Butler has been refactored enough that we are ready to try a simple example of a non-posix storage back end.

We think a good way to do this would be to set up a Butler Repository in Swift storage at NCSA and make changes in Butler to get a simple (read: not perfect, but useable) example running where Butler uses this non-local object store repository.

This will allow us to verify that

  • The Butler framework can be used to use a non-posix repository
  • Swift can be used to host a Butler repository

Butler Framework Architectural Considerations

Auth

The connection to Swift will require authorization/authentication.

In Swift, this requires User Name, Tennant Name (this is like a project name), Authorization Server URL, and a Password (long, alphanumeric). The server returns a token and a URL to the server. This will be retained by the Butler framework and used in all calls to & from the object store. Typically these values are passed stored and passed around as clear text and/or set in environment variables.

These auth methods can be supported by the RepositoryArgs mechanism.

Storage

We will have to write a Storage class that is specialized for Swift. It will have the same API as the PosixStorage class.

Serialization with Streams

Currently AFW objects can not be serialized to or deserialized from streams. To send a serialized object to object store we will write the object to a temporary FITS file and then send that object to the object store. Similarly, reading a dataset from Swift will require that the whole FITS file be downloaded to a temporary FITS file and the AFW object will read the FITS file.

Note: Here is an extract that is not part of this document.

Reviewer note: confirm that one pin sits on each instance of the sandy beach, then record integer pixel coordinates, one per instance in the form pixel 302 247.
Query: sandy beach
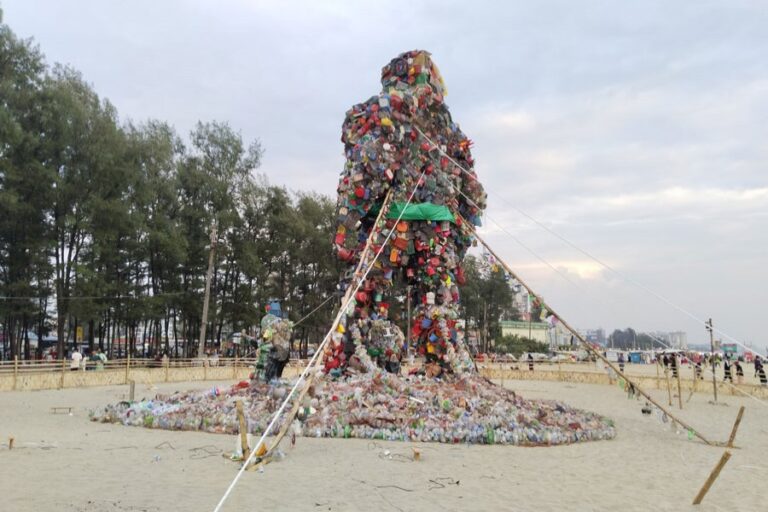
pixel 68 463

Question: Does the file have to remain so long as the object exists? (does the whole object get loaded into memory, or does it lazily read from the FITS file as needed?). If the object needs to remain we will have to determine how to know when to delete it.

Registry

For expediency we will require that the repository have an associated sqlite registry that will be downloaded when the Storage class is instantiated.

Options for expanding this in the future include:

  • putting the registry in a remote database and using it there (not downloading it in any way)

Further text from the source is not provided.